Par courrier du 7 octobre 2015, AXA informait le syndic de ce que la demande de résiliation n’était pas recevable, s’agissant d’un contrat souscrit par un syndic professionnel.
Or le 30 octobre 2015, le syndic souscrivait auprès du GAN un contrat garantissant la responsabilité civile du syndicat pour les 3 bâtiments comme cela résulte de la pièce 29 de l’appelant.
Suite à la chute d’une copropriétaire sur le chemin piétonnier de la résidence, le nouveau syndic, par courrier du 10 août 2016 a adressé à AXA une déclaration de sinistre à laquelle il a été répondu que le contrat faisait l’objet d’une suspension de garantie depuis le 16 février 2016 pour non paiement des primes.
Il convient de préciser que par lettre du 10 juillet 2016, la société EFFICO, mandatée par la société AXA adressait à la copropriété chez son syndic une mise en recouvrement amiable des cotisations impayées pour un montant de 7 587,50€.
Ainsi, il est indéniable que l’ancien syndic a commis une faute en souscrivant pour le même risque des contrats d’assurance auprès du GAN alors qu’il savait que les contrats auprès d’AXA ne pouvaient être résiliés et qu’il restait donc redevable des primes AXA.
En conséquence, c’est valablement que le premier juge a considéré que ces manquements de l’ancien syndic ont causé un préjudice certain et actuel au syndicat des copropriétaires, contraint de payer des cotisations pour deux contrats d’assurance ayant le même objet pour la même période et l’a condamné à payer au syndicat la somme de 13 053,97€ correspondant aux cotisations dues à AXA pour la période de double garantie.

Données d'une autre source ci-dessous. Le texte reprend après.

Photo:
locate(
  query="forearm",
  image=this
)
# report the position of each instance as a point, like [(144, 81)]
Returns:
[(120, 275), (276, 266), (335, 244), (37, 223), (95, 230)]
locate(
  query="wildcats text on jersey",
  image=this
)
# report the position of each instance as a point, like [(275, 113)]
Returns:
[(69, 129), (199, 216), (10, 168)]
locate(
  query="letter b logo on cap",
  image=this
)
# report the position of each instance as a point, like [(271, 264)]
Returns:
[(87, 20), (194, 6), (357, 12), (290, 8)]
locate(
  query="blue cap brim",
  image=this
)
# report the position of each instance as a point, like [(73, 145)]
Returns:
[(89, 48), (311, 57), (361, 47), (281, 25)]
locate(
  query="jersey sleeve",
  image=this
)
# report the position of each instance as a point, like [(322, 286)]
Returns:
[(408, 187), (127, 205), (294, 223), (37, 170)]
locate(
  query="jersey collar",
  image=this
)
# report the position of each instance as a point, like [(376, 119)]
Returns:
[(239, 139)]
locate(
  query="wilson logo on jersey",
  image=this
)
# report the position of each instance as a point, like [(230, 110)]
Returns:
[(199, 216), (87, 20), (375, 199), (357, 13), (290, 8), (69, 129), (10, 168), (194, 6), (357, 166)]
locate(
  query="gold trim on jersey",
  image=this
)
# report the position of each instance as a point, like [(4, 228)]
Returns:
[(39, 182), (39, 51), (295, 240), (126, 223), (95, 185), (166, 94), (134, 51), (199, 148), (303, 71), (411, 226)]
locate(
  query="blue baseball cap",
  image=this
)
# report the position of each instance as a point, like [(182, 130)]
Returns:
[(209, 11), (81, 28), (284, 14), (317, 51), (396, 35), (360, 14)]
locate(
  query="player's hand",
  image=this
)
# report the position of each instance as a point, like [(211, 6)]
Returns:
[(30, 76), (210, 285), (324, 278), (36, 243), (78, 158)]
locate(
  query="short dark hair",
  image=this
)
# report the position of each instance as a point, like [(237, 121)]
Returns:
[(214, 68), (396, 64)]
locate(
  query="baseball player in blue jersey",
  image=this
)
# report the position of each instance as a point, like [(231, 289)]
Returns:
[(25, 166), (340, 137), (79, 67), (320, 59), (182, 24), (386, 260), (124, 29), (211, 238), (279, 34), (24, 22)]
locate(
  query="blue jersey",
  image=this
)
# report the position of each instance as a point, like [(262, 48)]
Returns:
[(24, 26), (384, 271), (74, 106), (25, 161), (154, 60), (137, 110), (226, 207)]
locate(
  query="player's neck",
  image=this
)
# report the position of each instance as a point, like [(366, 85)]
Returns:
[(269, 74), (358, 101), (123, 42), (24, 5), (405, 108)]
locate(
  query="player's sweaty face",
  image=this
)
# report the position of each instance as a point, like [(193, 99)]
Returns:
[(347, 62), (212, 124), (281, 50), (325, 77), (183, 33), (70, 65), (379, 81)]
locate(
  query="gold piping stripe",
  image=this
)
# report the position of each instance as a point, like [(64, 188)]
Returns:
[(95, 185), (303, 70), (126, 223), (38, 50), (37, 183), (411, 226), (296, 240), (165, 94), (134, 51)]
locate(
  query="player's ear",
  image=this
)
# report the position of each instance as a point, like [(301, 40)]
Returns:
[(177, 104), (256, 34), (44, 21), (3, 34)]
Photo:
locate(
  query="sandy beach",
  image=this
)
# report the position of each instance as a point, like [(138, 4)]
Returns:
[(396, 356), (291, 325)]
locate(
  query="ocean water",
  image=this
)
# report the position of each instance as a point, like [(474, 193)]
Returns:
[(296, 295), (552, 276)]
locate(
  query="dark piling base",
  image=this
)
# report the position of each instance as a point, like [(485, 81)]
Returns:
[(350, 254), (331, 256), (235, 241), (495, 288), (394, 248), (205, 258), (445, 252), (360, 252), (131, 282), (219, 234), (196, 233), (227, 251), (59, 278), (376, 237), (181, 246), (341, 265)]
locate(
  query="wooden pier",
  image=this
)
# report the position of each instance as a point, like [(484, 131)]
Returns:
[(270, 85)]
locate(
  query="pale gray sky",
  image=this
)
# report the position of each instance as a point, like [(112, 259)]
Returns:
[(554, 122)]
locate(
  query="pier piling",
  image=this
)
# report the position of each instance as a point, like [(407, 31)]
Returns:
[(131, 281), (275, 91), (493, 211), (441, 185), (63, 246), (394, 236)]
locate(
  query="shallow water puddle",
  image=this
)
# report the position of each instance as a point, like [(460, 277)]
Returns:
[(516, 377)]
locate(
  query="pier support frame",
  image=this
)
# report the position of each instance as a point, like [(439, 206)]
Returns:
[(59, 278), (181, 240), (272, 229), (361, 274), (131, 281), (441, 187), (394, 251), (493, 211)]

Sur la demande de dommages et intérêts à hauteur de 8 000€
Le jugement ne peut qu’être confirmé du débouté sur ce point, le syndicat des copropriétaires ne précisant ni n’étayant pas davantage en cause d’appel sa demande indemnitaire.
Sur les autres demandes
Il n’y a pas lieu à condamnation au titre de l’article 700 du code de procédure civile.
Chacune des parties conservera la charge de ses dépens d’appel.
PAR CES MOTIFS,
La Cour, statuant publiquement, par arrêt contradictoire, rendu par mise à disposition au greffe, en dernier ressort,
CONFIRME en toutes ses dispositions le jugement rendu le 20 octobre 2020 par le Tribunal judiciaire d’AIX-EN-PROVENCE,
Y ajoutant
DEBOUTE les parties du surplus de leurs demandes,
DIT n’y avoir lieu à condamnation sur le fondement de l’article 700 du Code de procédure Civile,
DIT que chacune des parties conservera la charge de ses dépens d’appel.